Anyway, I babysat that class for about half an hour, until the teacher returned from inexplicable absence and then went down to see the principal again. Taking me seriously now (after I answered an emphatic yes to the "so you're a real teacher?" question) he called somebody at human resources, determined that I was indeed hired by the district, and allowed me to talk him into giving me the recently vacated 7th grade social studies gig. So, I rolled into that class, aided by a sub who had taught the class before, and got all set up, and started teaching that day, 4th period. Things went pretty well until my last period class, where I had to move one kid for talking, then he insults a girl in class, for which I called him onto the carpet. A couple minutes later he was about to swing at another kid. So my first day of school ends with me diving between two 3' tall 11year olds and preventing punches. Lovely.

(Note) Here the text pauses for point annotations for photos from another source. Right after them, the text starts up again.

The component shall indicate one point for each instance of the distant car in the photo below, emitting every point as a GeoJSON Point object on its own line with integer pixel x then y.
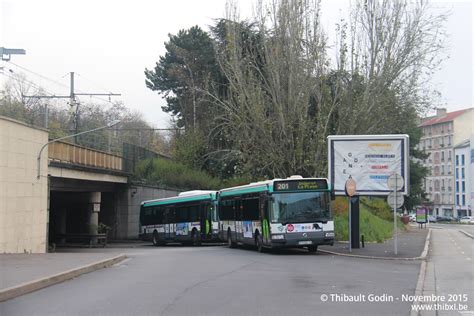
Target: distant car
{"type": "Point", "coordinates": [467, 220]}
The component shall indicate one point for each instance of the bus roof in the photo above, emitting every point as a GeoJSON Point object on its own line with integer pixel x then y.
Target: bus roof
{"type": "Point", "coordinates": [261, 186]}
{"type": "Point", "coordinates": [183, 197]}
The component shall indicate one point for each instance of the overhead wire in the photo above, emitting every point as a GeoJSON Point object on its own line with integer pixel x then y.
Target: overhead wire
{"type": "Point", "coordinates": [39, 75]}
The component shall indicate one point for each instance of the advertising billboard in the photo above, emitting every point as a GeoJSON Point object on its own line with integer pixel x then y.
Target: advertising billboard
{"type": "Point", "coordinates": [368, 159]}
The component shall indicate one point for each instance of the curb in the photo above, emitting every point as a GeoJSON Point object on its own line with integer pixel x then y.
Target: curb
{"type": "Point", "coordinates": [419, 285]}
{"type": "Point", "coordinates": [41, 283]}
{"type": "Point", "coordinates": [466, 233]}
{"type": "Point", "coordinates": [421, 257]}
{"type": "Point", "coordinates": [422, 275]}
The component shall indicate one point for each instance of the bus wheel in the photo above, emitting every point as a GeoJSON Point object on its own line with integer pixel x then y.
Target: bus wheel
{"type": "Point", "coordinates": [229, 240]}
{"type": "Point", "coordinates": [155, 239]}
{"type": "Point", "coordinates": [195, 238]}
{"type": "Point", "coordinates": [259, 243]}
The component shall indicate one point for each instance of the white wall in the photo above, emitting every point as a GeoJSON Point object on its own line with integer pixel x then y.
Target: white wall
{"type": "Point", "coordinates": [23, 198]}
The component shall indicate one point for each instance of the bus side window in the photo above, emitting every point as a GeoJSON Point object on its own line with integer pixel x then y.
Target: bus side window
{"type": "Point", "coordinates": [250, 211]}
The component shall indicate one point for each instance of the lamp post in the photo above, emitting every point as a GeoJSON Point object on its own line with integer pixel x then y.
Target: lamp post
{"type": "Point", "coordinates": [113, 123]}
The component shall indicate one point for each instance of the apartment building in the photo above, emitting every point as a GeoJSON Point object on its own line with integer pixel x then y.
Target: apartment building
{"type": "Point", "coordinates": [440, 135]}
{"type": "Point", "coordinates": [463, 178]}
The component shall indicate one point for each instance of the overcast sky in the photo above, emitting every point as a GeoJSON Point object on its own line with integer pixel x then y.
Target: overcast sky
{"type": "Point", "coordinates": [110, 43]}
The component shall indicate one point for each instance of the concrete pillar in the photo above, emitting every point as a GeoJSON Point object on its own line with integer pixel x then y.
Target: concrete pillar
{"type": "Point", "coordinates": [60, 227]}
{"type": "Point", "coordinates": [94, 209]}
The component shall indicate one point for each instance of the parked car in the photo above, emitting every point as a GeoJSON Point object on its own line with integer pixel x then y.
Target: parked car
{"type": "Point", "coordinates": [467, 220]}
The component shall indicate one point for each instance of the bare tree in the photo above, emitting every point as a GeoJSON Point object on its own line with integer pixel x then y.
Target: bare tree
{"type": "Point", "coordinates": [394, 48]}
{"type": "Point", "coordinates": [274, 67]}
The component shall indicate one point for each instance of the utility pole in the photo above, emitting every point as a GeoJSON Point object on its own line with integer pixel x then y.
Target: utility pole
{"type": "Point", "coordinates": [72, 102]}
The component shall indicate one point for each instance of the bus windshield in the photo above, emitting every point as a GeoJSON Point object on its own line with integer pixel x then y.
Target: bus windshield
{"type": "Point", "coordinates": [304, 207]}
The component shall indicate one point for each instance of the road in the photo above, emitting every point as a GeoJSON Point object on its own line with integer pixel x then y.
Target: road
{"type": "Point", "coordinates": [221, 281]}
{"type": "Point", "coordinates": [450, 268]}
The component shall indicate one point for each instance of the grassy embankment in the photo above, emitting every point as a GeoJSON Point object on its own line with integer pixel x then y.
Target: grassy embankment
{"type": "Point", "coordinates": [174, 175]}
{"type": "Point", "coordinates": [376, 219]}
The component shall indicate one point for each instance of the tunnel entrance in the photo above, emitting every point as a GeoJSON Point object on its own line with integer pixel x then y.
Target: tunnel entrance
{"type": "Point", "coordinates": [77, 216]}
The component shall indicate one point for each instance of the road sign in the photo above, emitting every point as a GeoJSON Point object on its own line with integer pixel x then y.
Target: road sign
{"type": "Point", "coordinates": [395, 199]}
{"type": "Point", "coordinates": [350, 187]}
{"type": "Point", "coordinates": [395, 182]}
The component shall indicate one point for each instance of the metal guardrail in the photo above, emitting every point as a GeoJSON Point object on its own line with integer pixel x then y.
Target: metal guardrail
{"type": "Point", "coordinates": [73, 154]}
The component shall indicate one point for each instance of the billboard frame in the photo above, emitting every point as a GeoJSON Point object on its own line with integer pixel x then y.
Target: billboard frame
{"type": "Point", "coordinates": [403, 169]}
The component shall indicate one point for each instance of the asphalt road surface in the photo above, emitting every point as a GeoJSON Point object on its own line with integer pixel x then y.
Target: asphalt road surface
{"type": "Point", "coordinates": [450, 269]}
{"type": "Point", "coordinates": [216, 280]}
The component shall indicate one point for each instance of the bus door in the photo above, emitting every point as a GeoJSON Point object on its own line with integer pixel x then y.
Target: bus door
{"type": "Point", "coordinates": [205, 220]}
{"type": "Point", "coordinates": [265, 218]}
{"type": "Point", "coordinates": [239, 229]}
{"type": "Point", "coordinates": [168, 221]}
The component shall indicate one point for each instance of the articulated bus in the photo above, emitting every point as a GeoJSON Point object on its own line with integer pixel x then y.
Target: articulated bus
{"type": "Point", "coordinates": [188, 218]}
{"type": "Point", "coordinates": [292, 212]}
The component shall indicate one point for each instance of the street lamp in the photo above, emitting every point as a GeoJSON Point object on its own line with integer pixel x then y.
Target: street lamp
{"type": "Point", "coordinates": [113, 123]}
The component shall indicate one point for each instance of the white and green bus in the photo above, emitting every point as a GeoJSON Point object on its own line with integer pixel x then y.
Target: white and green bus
{"type": "Point", "coordinates": [292, 212]}
{"type": "Point", "coordinates": [188, 218]}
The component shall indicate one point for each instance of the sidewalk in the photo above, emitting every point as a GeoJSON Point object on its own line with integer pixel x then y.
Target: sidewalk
{"type": "Point", "coordinates": [24, 273]}
{"type": "Point", "coordinates": [411, 245]}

LA itself: There’s a really bizarre, almost surreal feel to large chunks of this city. Due I think to expanding so rapidly without much zoning or thought going into layout, one finds random globs of industry, commercial towers, small-town main streets, strip malls, and residential areas all thrown in together all over the place. My city, El Segundo (while not part of LA proper, it’s certainly lumped in) has five big office towers- DirecTV, Hughes, Oracle; an honest-to-God “Main Street” with little townie bars, a great hamburger place, etc.; the beach; an enormous Chevron refinery; lots of nice residential areas, and the Hyperion plant, known around here as the Shit Factory; all within about a 2 mile radius. It’s also got Sepulveda Blvd. running through it- one of the most glaring commercial meccas that I’ve ever encountered. From Santa Monica to Long Beach, Sepulveda serves up a never-ending repetition of furniture stores, fast food, oil changes, car washes, surf shops, Ralph’s supermarkets, and anything else that one could possibly want. There is some kind of charm to the mix of emporiums, specifically that there are a lot of non-chain stores, and odd CA-only chains like Koo Koo Roo California Kitchens, El Pollo Loco, the above-mentioned Ralph’s (home of 24/7 double coupons) and so forth that, at least for now, keep it from seeming too generic.